Was transmissibility looked at in the initial studies of these vaccines?

Zane: The purpose of the initial studies was to prove that the vaccine worked and was safe. Worked and safe is really important. The vaccines do work at preventing disease and are definitely safe. The studies that were concurrent were looking at the level of virus and patients who have been vaccinated. In the early Moderna trial after the first dose of vaccine they did swab people's noses and compared to people who hadn't received the vaccine, there was far less virus compared to the placebo.

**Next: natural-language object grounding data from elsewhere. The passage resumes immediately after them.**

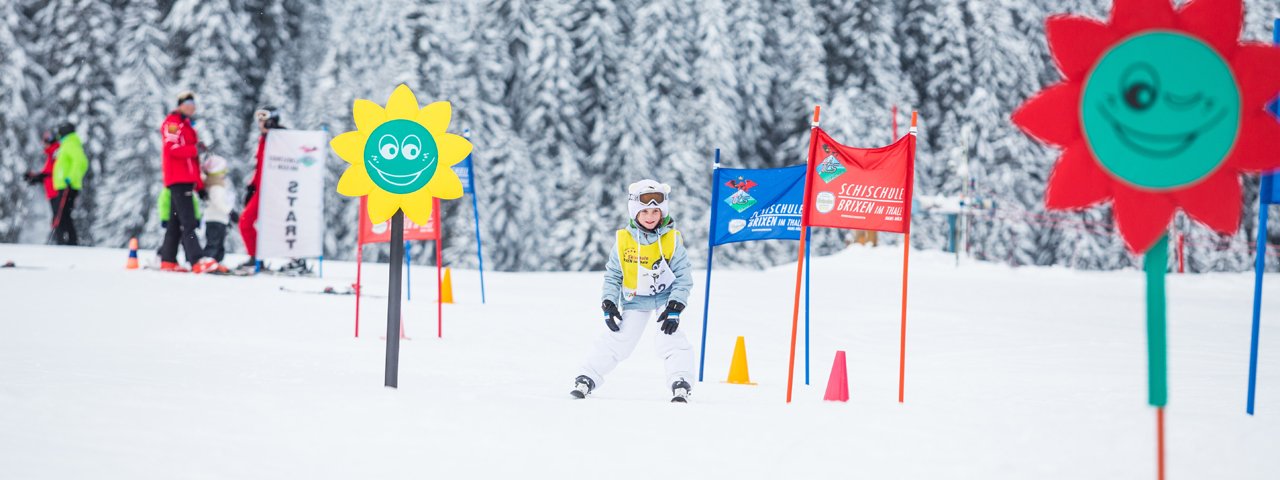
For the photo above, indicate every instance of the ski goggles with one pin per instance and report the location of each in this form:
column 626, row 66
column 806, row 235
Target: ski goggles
column 652, row 199
column 265, row 114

These initial studies were certainly started, they just aren't complete yet because they're just complicated. We have to wait until we have a certain population that's fully vaccinated, measure the transmission rate or the rate of disease in their close contacts, and then we can say that it decreases transmissibility. So until you're vaccinated, and you're the only one in your family and then we can say, in three months or six months that no one in your family has caught COVID from you or from anyone else then we can say that it's correlated.

You mentioned a study in Israel, are there any caveats or concerns with it at this point?


Zane: The concerns are that the data is preliminary. Half of the population of Israel has received at least one dose of the vaccine and the severity of the disease has decreased very significantly, hospitalizations have decreased significantly, and it appears as though, in early analysis, the transmission of disease has decreased as well.

It's still early. Israel is a small population and there are lots of other confounders, for instance, wearing masks, social distancing, washing hands significantly decreased transmissibility. So, we have to decide whether that's what's causing the decrease in transmissibility or it's the vaccine. We really do have to do more study. Again, very preliminary, but very exciting and promising.

When do you think we’ll have a better understanding of the impact vaccines have on transmissibility?

Zane: I think the CDC will have guidelines that will come out soon that will specifically describe behaviors of people who've been fully vaccinated and what they can and can't do differently from what's out there now. I'm hopeful that within six months or a year, even though that sounds like a long time, we'll know a lot more about the transmissibility issue of the vaccine.